Searching for that reminder, I realised that it existed within these young women’s photos themselves, which portray the small box of blackness which threatens to crush me daily. It is what I confront on dating sites when white men tell me some iteration of “I love black girls!” and I ask them if they love black lives and they respond “All lives matter!” In their minds, black literature, black philosophy, black politics and black history are superfluous. What they desire is a modern fairground where black girls twerk with no need for a break and there are symposiums on chicken frying and there are fountains of Hennessy and Iced Tea and Rum Punch. A cheap plasticised version of blackness without all of that pesky problematic oppression.
That is the source of my rage scrolling through all of this mess. I’ve waved goodbye to too many white middle-class cisgender boyfriends who get to return to their lives where they have no problem being considered intelligent, trustworthy and employable. This relationship dynamic of wildly disparate positions of privilege was beautifully and complexly depicted in the television series Pose, where the white middle-class man from New Jersey, Stan, takes on an Afro-Latina transsexual mistress, Angel, and they try to love each other across the divides of class and race. The men I have loved have all mirrored Stan in some way. They sample and savour my body as a morsel of exoticism in a discreet location where no one will know of the desire they have for my uniqueness. They get to wash me off of themselves.

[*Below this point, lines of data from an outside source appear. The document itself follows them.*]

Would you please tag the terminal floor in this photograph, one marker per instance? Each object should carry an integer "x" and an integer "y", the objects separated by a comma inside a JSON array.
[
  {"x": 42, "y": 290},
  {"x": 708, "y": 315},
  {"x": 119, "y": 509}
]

The same is true of the girls online who put on a cheap costume of black femininity. But unlike them, I can’t try on whiteness for a day and see if I really was as unqualified for the job as I was told. Similarly, I will never know what it is like to be cisgender and move through life without ever having my womanhood questioned. That is why I am angry when I see the Instagrammers and bloggers transforming their skin colour and their body shape to look black. I know for sure that these n*gg*rfishers are a joke. I’m just not sure I will be the one who gets the last laugh.